BNDRR: Now for the IFoA policy
Listening to the panel outline the future work for the IFoA seems very much aligned with that of the Chartered Banker Institute. IFoA: “Advocate for the development of effective policy frameworks”, “Use the actuarial skill set and influence to help equip the wider global financial services markets to fully incorporate biodiversity risk”, “Support actuaries in their understanding of biodiversity risk”, “Advocate for better disclosure” and finally, “Support collaborations”.
For actuaries, the challenges of BNDRR can open up a plethora of opportunities - to understand how capital is allocated, how it interacts with regulatory frameworks and whether in turn, which can escalate biodiversity and climate change efforts. Like the institute helping members develop skills to identify risks and consider how to engage in the issues seems a primary objective. As for bankers, by recognising the interconnectedness of risks and opportunities, actuaries can assess risks and incorporate them into existing matrices and frameworks. Through visualising the interactions between climate change and biodiversity, actuaries can consider the possibility of new synergies and potential trade-offs. For example, it was mentioned that some climate change technologies have negative impacts on nature, and so weighing up these trade-offs is an important consideration. Furthermore, actuaries can consider product design, offering investment and pension options that align with customers’ ethos to impact nature in a positive manner.

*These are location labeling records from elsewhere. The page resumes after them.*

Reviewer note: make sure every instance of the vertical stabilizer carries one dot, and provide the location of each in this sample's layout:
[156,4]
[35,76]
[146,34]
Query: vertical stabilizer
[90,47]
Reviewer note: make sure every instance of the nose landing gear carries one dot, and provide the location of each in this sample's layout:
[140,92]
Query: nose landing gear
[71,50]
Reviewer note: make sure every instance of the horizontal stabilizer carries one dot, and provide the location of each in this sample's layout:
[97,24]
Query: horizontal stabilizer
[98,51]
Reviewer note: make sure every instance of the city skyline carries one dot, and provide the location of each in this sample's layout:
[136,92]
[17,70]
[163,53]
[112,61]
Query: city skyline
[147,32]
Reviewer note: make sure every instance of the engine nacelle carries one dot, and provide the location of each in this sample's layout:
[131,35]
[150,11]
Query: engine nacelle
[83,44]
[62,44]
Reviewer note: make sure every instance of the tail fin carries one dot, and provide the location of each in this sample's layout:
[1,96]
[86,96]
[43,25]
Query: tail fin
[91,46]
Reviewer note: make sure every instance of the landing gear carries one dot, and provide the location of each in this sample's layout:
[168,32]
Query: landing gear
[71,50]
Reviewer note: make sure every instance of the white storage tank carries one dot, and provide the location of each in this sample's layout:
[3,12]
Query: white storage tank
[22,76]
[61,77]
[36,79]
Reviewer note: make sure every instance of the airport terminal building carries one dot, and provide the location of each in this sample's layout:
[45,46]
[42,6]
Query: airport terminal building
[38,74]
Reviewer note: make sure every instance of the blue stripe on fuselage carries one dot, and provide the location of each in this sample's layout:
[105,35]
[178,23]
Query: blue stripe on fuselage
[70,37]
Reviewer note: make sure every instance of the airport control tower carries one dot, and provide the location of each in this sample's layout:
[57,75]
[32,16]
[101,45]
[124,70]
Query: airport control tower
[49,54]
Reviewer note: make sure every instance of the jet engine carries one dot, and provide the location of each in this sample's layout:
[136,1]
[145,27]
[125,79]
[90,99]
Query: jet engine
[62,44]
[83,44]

I am still fairly new to considering the economic impacts of climate and nature-related risks. Having recently completed the Chartered Banker Institute’s Foundation Course in Green and Sustainable Finance, this webinar provided me with an opportunity to hear how other parts of the financial services sector are understanding and addressing current challenges. A highly informative and comprehensive review of the importance of BDNRR in the financial landscape, its relevance to actuarial work, and an overview of their policy and future ambitions – it also highlighted the importance of the topic across the economy, with many of the risks identified relevant to other professions, like banking. Undeniably, BDNRR is an evolving and complex topic which requires professionals to apply their knowledge and expertise to help navigate some of the challenges and opportunities that BDNRR presents. Through integration of BDNRR considerations into our analyses and decision-making processes, we can all help in creating a more sustainable future for our planet and its ecosystems.